How a Confidence Interval Calculator Works
A confidence interval is a range of plausible values for an unknown population mean, built from a sample. This guide walks through the x̄ ± z·(σ/√n) formula behind every confidence interval calculator, the z-critical values for the standard confidence levels, when to switch from the z-interval to the t-interval, the worked example our calculator uses by default, and the misreadings that trip up almost every first-course student.
What a confidence interval actually is
A confidence interval is a range of plausible values for an unknown population quantity, built from a sample. For a mean, the interval is centred on the sample average and stretches outward by a margin of error that reflects how much the sample could have varied if you had drawn a different one. A 95% confidence interval is the most common version, but the underlying machinery is the same at any chosen level — feed a sample mean, a standard deviation and a sample size into the confidence interval calculator and it returns the lower bound, the upper bound, and the margin of error that connects them.

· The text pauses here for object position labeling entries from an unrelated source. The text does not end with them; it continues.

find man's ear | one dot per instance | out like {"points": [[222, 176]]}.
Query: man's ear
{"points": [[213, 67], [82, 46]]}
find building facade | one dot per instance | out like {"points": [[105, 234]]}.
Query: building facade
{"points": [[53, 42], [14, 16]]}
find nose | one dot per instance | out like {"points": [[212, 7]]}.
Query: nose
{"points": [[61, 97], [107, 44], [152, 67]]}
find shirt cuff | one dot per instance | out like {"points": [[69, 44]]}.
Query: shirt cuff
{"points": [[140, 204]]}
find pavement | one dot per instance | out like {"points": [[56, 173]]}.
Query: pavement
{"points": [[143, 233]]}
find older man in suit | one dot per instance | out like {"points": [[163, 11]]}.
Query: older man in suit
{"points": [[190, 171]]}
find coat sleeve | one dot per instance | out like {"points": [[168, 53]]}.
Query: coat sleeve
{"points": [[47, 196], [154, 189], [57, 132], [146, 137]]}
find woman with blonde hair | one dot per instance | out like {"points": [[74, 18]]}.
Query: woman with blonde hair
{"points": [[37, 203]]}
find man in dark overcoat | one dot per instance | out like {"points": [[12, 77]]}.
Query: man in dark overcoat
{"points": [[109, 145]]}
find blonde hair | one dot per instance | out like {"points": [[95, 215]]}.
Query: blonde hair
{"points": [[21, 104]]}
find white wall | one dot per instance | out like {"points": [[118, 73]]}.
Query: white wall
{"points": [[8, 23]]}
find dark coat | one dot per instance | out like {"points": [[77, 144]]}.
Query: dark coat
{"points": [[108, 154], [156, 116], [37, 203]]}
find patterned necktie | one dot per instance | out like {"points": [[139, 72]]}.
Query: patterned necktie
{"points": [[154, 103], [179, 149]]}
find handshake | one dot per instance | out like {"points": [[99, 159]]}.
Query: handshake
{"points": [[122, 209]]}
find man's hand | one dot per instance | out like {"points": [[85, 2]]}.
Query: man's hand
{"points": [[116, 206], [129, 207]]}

The interval is not a guess at the true mean — it is a statement about the procedure that produced it. Build many intervals from many independent samples and 95% of them will contain the true population mean. Any single interval either contains the truth or does not, and which of the two is unknowable from the sample alone. That distinction sounds like philosophical hair-splitting but it is where almost every misreading of a confidence interval starts, so it is worth getting straight from the outset.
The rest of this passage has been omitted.